GPU original kernel elapsed time is: 0.195808 ms.
CPU version total elapsed time is: 2.599584 ms.
GPU improved version total elapsed time is: 4.228288 ms.
GPU improved kernel elapsed time is: 0.027392 ms.
Results:i CPU GPU GPUi
0 0.617285 0.617285 0.617285
47 0.554522 0.554522 0.554522
94 0.104245 0.104245 0.104245
....
我们可以看到改进后的内核与原始内核相比整体减少了大约 3 倍,这几乎都是由于数据复制时间的减少。数据复制时间的减少是由于使用改进的 2D memcpy,我们只需要复制我们实际使用的数据。(如果没有页面锁定的内存,这些数据传输时间大约会增加一倍)。我们还可以看到,内核计算时间比原始内核的 CPU 计算快约 10 倍,比改进内核的 CPU 计算快约 100 倍。

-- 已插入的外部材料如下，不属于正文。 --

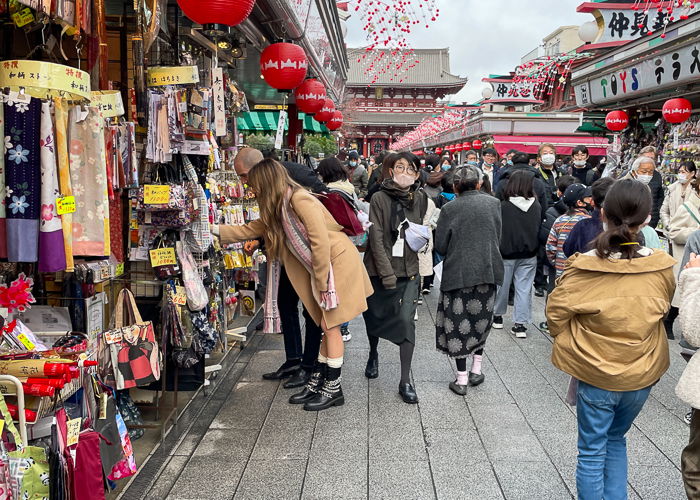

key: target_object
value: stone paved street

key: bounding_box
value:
[135,291,688,500]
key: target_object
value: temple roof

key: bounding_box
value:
[347,48,468,89]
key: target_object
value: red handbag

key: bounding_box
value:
[318,191,365,236]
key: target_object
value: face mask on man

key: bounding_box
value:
[541,153,557,167]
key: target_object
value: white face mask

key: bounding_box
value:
[541,154,557,167]
[394,173,416,189]
[637,175,654,184]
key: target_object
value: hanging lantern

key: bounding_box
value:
[326,109,343,130]
[177,0,255,26]
[314,99,335,123]
[605,110,630,132]
[260,43,309,90]
[661,97,693,123]
[294,78,326,115]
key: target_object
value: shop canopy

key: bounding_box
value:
[493,135,608,156]
[236,111,328,134]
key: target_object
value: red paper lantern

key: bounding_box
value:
[260,43,309,90]
[326,109,343,130]
[661,97,693,123]
[294,78,327,115]
[605,110,630,132]
[314,99,335,123]
[177,0,255,26]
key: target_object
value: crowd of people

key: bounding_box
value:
[214,144,700,500]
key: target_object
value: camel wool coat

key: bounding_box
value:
[219,189,374,328]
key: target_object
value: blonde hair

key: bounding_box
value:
[248,159,303,259]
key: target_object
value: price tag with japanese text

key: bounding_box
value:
[143,184,170,205]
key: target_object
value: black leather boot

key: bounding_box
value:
[289,361,328,405]
[304,366,345,411]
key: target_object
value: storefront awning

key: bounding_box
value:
[236,111,328,134]
[493,135,608,156]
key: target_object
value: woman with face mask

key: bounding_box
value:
[363,153,428,404]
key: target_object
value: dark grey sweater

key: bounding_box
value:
[435,191,503,292]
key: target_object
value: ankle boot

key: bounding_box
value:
[304,366,345,411]
[289,361,328,405]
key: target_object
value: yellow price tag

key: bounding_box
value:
[66,418,83,446]
[148,247,177,267]
[17,333,36,351]
[143,184,170,205]
[56,196,75,215]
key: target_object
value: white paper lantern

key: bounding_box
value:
[578,21,600,43]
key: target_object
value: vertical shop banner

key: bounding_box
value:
[275,110,287,149]
[211,68,226,137]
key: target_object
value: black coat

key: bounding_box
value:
[496,163,549,220]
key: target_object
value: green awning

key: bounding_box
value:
[236,111,329,134]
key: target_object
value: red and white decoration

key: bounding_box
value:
[661,97,693,123]
[177,0,255,26]
[260,42,309,90]
[605,110,630,132]
[294,78,327,114]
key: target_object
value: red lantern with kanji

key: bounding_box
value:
[314,99,335,123]
[661,97,693,123]
[326,109,343,130]
[294,78,327,114]
[260,43,309,90]
[605,110,630,132]
[177,0,255,26]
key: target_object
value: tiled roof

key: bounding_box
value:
[347,48,467,89]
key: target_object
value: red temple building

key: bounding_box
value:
[343,49,467,156]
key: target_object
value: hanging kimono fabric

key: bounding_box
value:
[54,98,74,272]
[0,102,9,259]
[39,102,66,273]
[68,106,109,257]
[4,94,41,262]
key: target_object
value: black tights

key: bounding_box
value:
[455,348,484,372]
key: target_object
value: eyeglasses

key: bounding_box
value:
[394,163,418,175]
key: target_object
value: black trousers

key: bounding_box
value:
[277,272,323,371]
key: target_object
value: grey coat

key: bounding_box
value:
[435,191,503,292]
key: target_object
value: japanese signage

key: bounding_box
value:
[90,90,124,118]
[0,60,91,99]
[147,66,199,87]
[574,43,700,106]
[211,68,226,137]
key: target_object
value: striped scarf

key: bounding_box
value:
[263,188,338,333]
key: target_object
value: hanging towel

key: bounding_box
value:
[39,101,66,273]
[68,106,109,257]
[4,95,41,262]
[54,98,74,272]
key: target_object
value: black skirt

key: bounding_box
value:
[362,276,420,345]
[435,285,496,358]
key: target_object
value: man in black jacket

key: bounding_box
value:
[233,148,326,389]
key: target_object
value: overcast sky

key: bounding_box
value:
[346,0,593,102]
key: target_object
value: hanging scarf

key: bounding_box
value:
[263,189,338,333]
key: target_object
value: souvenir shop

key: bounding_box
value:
[572,13,700,184]
[0,0,347,500]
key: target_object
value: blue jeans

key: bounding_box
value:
[576,381,651,500]
[493,257,537,325]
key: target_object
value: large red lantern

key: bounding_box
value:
[661,97,693,123]
[177,0,255,26]
[260,43,309,90]
[605,110,630,132]
[326,109,343,130]
[294,78,326,115]
[314,99,335,123]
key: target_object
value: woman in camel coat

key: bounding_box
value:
[214,160,373,411]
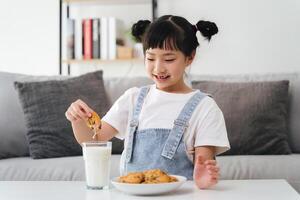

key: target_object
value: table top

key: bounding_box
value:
[0,180,300,200]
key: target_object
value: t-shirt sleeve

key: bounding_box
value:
[194,99,230,155]
[102,87,138,139]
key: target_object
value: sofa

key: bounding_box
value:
[0,72,300,193]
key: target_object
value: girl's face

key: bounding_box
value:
[145,48,194,92]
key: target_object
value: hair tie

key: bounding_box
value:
[192,24,199,33]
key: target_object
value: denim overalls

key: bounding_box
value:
[123,86,206,180]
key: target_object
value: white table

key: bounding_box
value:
[0,180,300,200]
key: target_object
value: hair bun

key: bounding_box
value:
[131,20,151,42]
[196,20,218,41]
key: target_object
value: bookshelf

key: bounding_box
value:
[59,0,157,75]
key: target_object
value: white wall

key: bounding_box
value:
[159,0,300,74]
[0,0,300,76]
[0,0,59,75]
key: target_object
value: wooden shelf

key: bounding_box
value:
[62,0,152,5]
[62,58,144,65]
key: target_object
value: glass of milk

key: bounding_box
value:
[82,141,111,190]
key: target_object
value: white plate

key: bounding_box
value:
[111,175,186,195]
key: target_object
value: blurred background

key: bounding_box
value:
[0,0,300,76]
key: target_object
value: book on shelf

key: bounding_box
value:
[83,19,93,59]
[63,17,124,60]
[100,17,109,60]
[92,19,100,59]
[75,19,83,60]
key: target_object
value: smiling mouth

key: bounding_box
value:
[153,74,171,81]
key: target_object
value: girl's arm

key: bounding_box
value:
[194,146,220,189]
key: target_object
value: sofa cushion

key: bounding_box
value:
[0,72,65,159]
[189,72,300,153]
[15,71,108,158]
[192,81,291,155]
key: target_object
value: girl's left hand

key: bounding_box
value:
[194,156,220,189]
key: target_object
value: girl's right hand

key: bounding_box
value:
[65,99,94,122]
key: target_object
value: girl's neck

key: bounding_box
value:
[156,81,193,94]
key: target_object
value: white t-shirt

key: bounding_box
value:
[102,85,230,161]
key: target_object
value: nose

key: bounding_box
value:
[153,59,166,74]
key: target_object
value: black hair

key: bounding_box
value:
[131,15,218,56]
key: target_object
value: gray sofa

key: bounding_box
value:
[0,72,300,192]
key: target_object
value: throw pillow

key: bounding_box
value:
[192,80,291,155]
[15,71,108,159]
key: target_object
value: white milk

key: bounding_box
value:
[83,146,111,189]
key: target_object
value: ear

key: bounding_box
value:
[186,50,196,66]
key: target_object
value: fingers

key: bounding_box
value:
[65,99,93,122]
[75,99,94,117]
[196,155,204,165]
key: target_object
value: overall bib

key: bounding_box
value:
[123,86,206,180]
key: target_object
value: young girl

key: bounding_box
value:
[66,15,229,189]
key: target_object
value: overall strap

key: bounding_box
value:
[126,86,150,162]
[161,91,207,159]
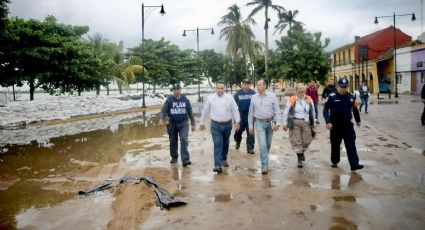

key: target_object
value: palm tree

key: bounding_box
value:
[273,10,303,34]
[218,4,256,90]
[246,0,285,81]
[242,40,264,82]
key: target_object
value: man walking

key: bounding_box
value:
[201,81,240,173]
[323,78,363,171]
[421,84,425,125]
[233,79,255,154]
[248,79,282,174]
[359,80,369,113]
[305,81,320,124]
[322,78,336,100]
[159,85,195,167]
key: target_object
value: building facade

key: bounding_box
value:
[331,26,412,93]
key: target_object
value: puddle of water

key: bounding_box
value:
[409,147,425,156]
[329,216,357,230]
[377,101,398,105]
[378,137,388,141]
[213,192,233,202]
[357,148,376,152]
[384,144,400,148]
[0,181,77,229]
[269,154,280,164]
[332,195,356,202]
[0,114,167,229]
[402,142,412,148]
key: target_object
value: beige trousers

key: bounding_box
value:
[289,119,313,153]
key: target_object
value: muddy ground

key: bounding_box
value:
[0,96,425,229]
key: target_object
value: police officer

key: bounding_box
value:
[323,78,363,171]
[233,79,255,154]
[159,84,195,167]
[322,78,336,100]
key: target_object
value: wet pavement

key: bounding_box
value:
[0,95,425,229]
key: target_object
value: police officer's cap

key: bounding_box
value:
[338,78,348,87]
[172,84,182,90]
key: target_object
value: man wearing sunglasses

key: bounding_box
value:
[323,78,363,171]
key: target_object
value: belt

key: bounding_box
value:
[255,117,273,122]
[211,120,232,125]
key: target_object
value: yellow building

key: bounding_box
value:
[331,26,412,93]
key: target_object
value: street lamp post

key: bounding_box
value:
[374,12,416,98]
[142,3,165,108]
[183,27,214,102]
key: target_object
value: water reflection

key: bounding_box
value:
[0,113,165,229]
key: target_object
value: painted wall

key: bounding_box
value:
[411,45,425,94]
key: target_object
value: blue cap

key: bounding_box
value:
[338,78,348,87]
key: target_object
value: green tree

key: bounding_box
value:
[273,10,303,34]
[2,16,101,100]
[246,0,285,81]
[126,38,188,92]
[218,4,256,91]
[276,28,330,85]
[199,49,224,87]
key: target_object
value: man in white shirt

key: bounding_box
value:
[248,79,282,174]
[200,81,240,173]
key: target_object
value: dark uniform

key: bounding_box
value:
[159,85,195,166]
[421,85,425,125]
[322,85,336,99]
[323,78,363,171]
[233,79,255,154]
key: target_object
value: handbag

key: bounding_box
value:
[310,125,317,139]
[287,106,295,129]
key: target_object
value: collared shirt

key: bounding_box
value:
[200,93,240,125]
[248,91,282,129]
[282,96,316,125]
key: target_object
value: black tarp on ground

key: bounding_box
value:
[78,176,187,210]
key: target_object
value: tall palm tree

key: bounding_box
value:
[242,40,264,82]
[273,10,303,34]
[218,4,256,91]
[246,0,285,81]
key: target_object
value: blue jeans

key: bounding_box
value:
[167,121,190,162]
[211,121,232,167]
[360,96,369,112]
[233,111,255,152]
[255,119,273,167]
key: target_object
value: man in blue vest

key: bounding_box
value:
[159,84,195,167]
[323,78,363,171]
[233,79,255,154]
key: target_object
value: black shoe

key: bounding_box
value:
[183,161,192,167]
[351,165,364,172]
[297,160,303,168]
[261,166,269,175]
[221,160,229,167]
[213,167,223,173]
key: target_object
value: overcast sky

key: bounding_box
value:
[9,0,423,52]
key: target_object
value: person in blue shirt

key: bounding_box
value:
[233,79,255,154]
[159,84,195,167]
[359,80,369,113]
[421,85,425,125]
[323,78,363,171]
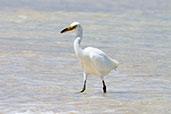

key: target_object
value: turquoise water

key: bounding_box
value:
[0,0,171,114]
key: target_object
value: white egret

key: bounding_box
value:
[61,22,118,93]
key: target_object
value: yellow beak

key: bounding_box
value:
[61,25,77,33]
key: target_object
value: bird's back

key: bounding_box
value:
[83,47,118,75]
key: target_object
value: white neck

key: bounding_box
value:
[74,26,83,58]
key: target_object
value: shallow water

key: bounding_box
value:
[0,10,171,114]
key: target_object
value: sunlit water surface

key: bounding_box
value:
[0,10,171,114]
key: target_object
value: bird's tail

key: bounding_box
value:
[110,58,119,70]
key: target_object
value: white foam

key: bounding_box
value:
[9,110,80,114]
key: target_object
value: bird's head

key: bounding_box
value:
[61,22,81,33]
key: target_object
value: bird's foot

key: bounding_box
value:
[80,87,85,93]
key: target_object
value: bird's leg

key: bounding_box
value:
[102,80,106,93]
[80,72,87,93]
[100,75,106,93]
[80,80,86,93]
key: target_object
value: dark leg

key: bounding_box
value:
[102,80,106,93]
[80,80,86,93]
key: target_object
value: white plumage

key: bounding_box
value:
[61,22,118,93]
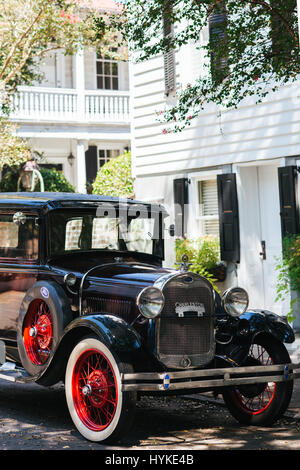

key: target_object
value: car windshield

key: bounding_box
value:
[49,208,163,258]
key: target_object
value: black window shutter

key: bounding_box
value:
[173,178,189,241]
[278,166,300,237]
[217,173,240,263]
[85,146,98,183]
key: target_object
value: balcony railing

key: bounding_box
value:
[11,87,130,124]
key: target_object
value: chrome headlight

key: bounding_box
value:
[222,287,249,317]
[136,287,165,318]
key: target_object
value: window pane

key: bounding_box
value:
[92,218,119,250]
[199,180,219,215]
[104,62,111,75]
[97,62,103,75]
[112,78,119,90]
[65,218,82,251]
[104,77,111,90]
[0,221,19,248]
[0,215,39,260]
[97,77,103,90]
[111,62,118,75]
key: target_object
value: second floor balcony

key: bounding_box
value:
[10,86,130,125]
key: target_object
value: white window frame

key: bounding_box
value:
[97,146,123,171]
[188,171,222,238]
[96,52,120,91]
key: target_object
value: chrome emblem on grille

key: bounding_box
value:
[175,302,205,318]
[163,374,170,390]
[180,356,192,369]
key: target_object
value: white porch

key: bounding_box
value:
[11,87,130,125]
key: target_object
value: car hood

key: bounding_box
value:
[49,254,174,287]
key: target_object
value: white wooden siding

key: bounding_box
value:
[131,40,300,177]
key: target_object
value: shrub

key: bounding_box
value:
[92,152,134,198]
[175,235,220,290]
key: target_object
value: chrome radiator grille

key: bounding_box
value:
[156,273,215,368]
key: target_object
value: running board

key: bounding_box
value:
[121,364,300,392]
[0,362,33,383]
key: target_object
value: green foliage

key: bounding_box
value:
[276,235,300,321]
[123,0,300,133]
[0,167,75,193]
[41,168,75,193]
[0,117,31,171]
[92,152,134,199]
[175,236,220,290]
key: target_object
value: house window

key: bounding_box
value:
[96,48,119,90]
[163,2,176,96]
[209,2,228,83]
[197,179,219,236]
[98,149,121,170]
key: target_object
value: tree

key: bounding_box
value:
[121,0,300,132]
[0,0,123,113]
[92,152,134,198]
[0,165,75,193]
[0,117,31,171]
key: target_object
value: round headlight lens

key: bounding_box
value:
[137,287,165,318]
[222,287,249,317]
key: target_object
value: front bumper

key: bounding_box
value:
[121,364,300,392]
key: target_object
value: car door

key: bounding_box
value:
[0,209,39,346]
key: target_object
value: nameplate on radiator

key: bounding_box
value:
[175,302,205,318]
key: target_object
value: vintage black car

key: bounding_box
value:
[0,193,297,442]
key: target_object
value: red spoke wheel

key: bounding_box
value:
[72,349,118,432]
[223,337,293,425]
[23,299,53,365]
[65,337,136,442]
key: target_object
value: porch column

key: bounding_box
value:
[74,49,85,121]
[76,140,88,193]
[297,0,300,45]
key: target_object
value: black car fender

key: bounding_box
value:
[17,281,73,376]
[36,312,142,386]
[240,309,295,343]
[219,309,295,365]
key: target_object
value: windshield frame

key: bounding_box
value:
[45,204,165,261]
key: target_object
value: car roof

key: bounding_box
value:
[0,192,166,213]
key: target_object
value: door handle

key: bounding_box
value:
[259,241,267,259]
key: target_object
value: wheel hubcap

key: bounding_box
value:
[235,344,276,415]
[23,299,53,365]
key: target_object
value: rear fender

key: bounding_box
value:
[220,310,295,365]
[240,310,295,343]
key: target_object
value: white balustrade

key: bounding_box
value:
[11,87,129,123]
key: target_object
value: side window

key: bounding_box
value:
[0,214,39,260]
[92,218,119,250]
[65,217,82,251]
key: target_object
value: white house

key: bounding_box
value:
[130,7,300,330]
[11,0,130,192]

然而,考虑到数据传输时间,我们无法克服 CPU 速度。
最后一条评论是 cudaMemcpy2D 操作的“成本”仍然很高。向量大小减少 100 倍,我们只看到复制时间减少了 3 倍。因此,跨步访问仍然是使用 GPU 的一种相对昂贵的方式。如果我们只是传输 50,000 个连续元素的向量,我们预计复制时间几乎线性减少 100 倍(与 5000000 个元素的原始复制向量相比)。这意味着复制的时间将少于 1 毫秒,并且我们的 GPU 版本将比 CPU 更快,至少在这种幼稚的单线程 CPU 代码中是这样。